A sublime geometria ganhará, nas próximas semanas, um novíssimo exemplar — uma “bola” projetada por ninguém menos que Oscar Niemeyer (1907-2012), o modernista brasileiro das formas curvas, que, ao definir seu traço, escreveu: “Não é o ângulo reto que me atrai, nem a linha reta, dura, inflexível criada pelo homem; o que me atrai é a curva livre e sensual, a curva que encontro no curso sinuoso dos nossos rios, nas nuvens do céu, no corpo da mulher preferida”. Em Leipzig, na Alemanha, um projeto póstumo do construtor de Brasília ganha acabamentos finais. A “esfera Niemeyer”, como já vem sendo chamada, pousa delicadamente no topo de uma fábrica de tijolinhos vermelhos do século XIX. É uma cafeteria, bar e sala de descanso em um complexo industrial de um par de empresas fabricantes de bondes e guindastes ferroviários. O projeto, de 2011, um dos últimos de Niemeyer, secundado pelo arquiteto e urbanista Jair Valera, parceiro dos derradeiros anos, nasceu de um singelo bilhete do dono das indústrias, Ludwig Koehne.
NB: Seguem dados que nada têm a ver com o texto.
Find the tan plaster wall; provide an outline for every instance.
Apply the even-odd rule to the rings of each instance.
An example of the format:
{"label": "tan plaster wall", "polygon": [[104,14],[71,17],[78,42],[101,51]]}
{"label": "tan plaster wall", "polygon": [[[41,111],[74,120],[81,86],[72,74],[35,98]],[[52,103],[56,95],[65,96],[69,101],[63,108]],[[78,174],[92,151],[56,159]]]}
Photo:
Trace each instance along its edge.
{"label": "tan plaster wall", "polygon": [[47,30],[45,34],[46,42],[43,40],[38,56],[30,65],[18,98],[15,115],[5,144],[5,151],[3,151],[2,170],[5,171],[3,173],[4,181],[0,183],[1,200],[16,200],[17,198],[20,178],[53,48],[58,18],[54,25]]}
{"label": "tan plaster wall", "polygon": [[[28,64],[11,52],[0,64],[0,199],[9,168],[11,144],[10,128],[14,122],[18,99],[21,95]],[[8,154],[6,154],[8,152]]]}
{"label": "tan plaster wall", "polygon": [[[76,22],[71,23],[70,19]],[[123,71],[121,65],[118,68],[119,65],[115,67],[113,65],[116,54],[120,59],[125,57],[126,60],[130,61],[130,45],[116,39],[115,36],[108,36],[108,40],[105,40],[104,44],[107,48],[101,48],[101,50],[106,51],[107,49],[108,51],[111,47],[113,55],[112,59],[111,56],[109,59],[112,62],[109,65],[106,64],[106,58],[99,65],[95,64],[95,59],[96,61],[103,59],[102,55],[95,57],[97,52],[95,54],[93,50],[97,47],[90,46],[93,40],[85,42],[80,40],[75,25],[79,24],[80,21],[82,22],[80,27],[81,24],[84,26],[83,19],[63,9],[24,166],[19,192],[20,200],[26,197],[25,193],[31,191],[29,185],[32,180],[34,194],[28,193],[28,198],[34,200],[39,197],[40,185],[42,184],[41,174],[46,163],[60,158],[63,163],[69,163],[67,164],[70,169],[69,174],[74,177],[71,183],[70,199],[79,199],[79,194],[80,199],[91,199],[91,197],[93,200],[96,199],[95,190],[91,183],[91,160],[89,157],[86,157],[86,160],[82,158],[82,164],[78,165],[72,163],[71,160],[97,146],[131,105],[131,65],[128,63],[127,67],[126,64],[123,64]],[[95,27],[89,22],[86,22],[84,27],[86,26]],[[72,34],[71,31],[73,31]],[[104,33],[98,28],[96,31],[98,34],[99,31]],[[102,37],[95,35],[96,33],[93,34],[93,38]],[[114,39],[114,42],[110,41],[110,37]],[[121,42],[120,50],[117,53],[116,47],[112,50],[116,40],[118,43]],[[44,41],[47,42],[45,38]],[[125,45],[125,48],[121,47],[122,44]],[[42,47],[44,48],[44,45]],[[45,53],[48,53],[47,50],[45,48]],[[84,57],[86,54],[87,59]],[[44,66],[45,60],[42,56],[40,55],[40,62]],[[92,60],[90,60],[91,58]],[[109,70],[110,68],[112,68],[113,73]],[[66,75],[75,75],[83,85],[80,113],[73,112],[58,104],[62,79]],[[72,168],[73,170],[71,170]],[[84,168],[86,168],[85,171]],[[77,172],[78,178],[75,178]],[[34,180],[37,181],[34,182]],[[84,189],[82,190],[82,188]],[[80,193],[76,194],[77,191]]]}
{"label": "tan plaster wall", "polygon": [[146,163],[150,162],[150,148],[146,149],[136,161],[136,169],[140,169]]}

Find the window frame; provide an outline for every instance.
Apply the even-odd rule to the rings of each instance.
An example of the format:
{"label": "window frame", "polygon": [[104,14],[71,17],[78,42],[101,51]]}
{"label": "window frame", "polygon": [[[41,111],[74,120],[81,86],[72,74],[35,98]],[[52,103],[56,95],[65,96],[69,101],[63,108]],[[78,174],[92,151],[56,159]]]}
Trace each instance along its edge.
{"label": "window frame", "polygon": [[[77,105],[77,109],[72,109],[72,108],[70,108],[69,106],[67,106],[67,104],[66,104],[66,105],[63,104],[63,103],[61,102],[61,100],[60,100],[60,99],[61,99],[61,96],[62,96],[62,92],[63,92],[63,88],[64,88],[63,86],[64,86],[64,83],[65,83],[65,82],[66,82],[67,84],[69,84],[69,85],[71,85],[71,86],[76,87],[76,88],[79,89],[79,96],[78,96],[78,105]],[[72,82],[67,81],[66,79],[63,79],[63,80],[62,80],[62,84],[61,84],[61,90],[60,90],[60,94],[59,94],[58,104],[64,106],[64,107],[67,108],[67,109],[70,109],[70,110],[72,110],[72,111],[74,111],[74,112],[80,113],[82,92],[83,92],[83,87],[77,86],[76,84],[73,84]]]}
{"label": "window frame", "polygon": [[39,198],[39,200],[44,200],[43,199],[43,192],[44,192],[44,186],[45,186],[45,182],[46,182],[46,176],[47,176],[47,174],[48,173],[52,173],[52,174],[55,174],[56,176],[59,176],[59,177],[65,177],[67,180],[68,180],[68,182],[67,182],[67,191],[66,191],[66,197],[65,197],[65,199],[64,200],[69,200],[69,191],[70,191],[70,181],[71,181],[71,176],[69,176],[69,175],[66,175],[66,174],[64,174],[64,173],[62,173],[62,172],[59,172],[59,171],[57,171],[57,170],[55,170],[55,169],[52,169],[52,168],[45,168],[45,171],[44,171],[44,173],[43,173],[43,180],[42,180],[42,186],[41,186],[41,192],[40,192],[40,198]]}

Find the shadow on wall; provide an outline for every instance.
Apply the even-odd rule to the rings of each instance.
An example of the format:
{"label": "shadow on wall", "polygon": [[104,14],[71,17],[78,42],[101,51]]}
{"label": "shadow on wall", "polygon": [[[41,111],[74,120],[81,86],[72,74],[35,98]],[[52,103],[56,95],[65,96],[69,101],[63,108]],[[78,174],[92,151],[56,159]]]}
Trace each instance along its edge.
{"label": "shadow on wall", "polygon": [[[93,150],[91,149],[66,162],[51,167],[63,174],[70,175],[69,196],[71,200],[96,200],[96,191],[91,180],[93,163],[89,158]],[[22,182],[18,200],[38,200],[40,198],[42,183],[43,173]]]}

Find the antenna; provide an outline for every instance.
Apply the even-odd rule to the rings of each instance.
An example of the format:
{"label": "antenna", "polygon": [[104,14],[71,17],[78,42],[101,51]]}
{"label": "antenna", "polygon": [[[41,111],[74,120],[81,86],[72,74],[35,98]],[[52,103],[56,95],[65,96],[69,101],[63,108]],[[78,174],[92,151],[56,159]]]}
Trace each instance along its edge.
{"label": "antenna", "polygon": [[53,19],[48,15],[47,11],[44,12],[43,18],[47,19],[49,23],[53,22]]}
Depois de conhecer as obras do brasileiro em Brasília, Rio e Niterói, em 2007, especialmente a Catedral Metropolitana do Distrito Federal, a Casa das Canoas e o Museu de Arte Contemporânea, o alemão anunciou a vontade de erguer uma construção que permitisse “ser vista de longe e que, de dentro, oferecesse um lindo panorama da cidade”.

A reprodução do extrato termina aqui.